Heard them say that Kinsey only talked to screwballs and neurotics and people who were inventing stuff to show off. You'd hardly believe such self-kidding was possible!"

"They said it about psychiatrists and psychoanalysts. too," I agreed. "Said that their conclusions were obviously nutty because they never saw anybody but nutty patients. Never stopped to reflect that a neurotic is not a nut, that every patient did his best to tell the precise, detailed truth about his private life, and that every single one of those stories involved the sex behavior of many, many other people who are called normal. I mean--the psychologists learned a whole hell of a lot about what normal people did from every neurotic patient. So when they talked about sex--they had the dope. Most people never thought of that angle."

"Most people," Hattie said, "never think. And when it comes to sex, they think about ten times less than never."

"Which brings me," I nodded, "to the matter in hand. I got a nephew. A brainy apple and a good kid. And you had a girl here--or on your call list--till about six months ago, named Marcia something--who's gone to live with Paul--he being the nephew."

Hattie said, "Yes," and waited.

I realized that a dozen years is a long time in which not to see anybody--a time long enough for a change, especially if one has quit drinking, married again, and so on and so on and so on. Hattie was afraid I was up to some sort of Presbyterian nasty-work--

and she was ready to be disappointed. Ready not to help me call the cops on Marcia, so to speak, and ready to write off one more guy as a galvanized hypocrite.

I said, "In my frank opinion, Paul is not the sort who will
be
happy with an ex-houri. And I don't say that because he's my nephew and because I'm broad-minded about everybody but who-touches-me. Let me tell you what Paul's like--and how he came to confide in me on the situation--how he got into it--and how he's acting about it as of this afternoon."

"Tell me."

The longer she listened, the more she relaxed. When finally I stopped talking she walked over to the window, where she had stood when I came in. Her broadening buttocks and shoulders blotted out most of the river-gleam and the Jersey-glow, which you could see from there--but not the boat-hoots which came up around her, wallowing through the city, buzzing the middle ears of the millions. She stood there a while. The frame of faraway light blinked around her and the ferry boats and the freighters hollered pensively at each other. When she turned around, there were tears not only in her eyes but on her cheeks.

"If people only knew what I know!" She said it in a quiet voice with nothing of the brash timber of her usual speech.

"I'll buy that. I'll even add a big apothegm, Hat. People have found out so much, they are now obliged to learn the rest. The whole God-damned, agonizing, exalted rest of it."

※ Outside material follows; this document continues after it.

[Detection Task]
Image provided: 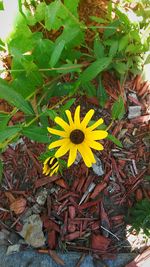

She smiled in a woebegone way and got a Kleenex from a drawer. "It'll take thousands of years," she said. "They've been making the same mistakes, that long."

"Yeah. Meanwhile, we've got Paul and Marcia. I'm supposed to have lunch with them tomorrow. You can see--from what I've told you--why I think the thing will fold--

painfully. There is, however, a chance it won't. A chance that depends on what sort of girl Marcia is, mostly. Which is why I came up here."

She was shaking her head. "Not on the kind of girl she is--necessarily. On how much she loves him."

"Okay. That."

"Providing--she can love. Providing--she hasn't kidded herself into a sweet little daydream that she got from reading too many women's magazines. Or all those books.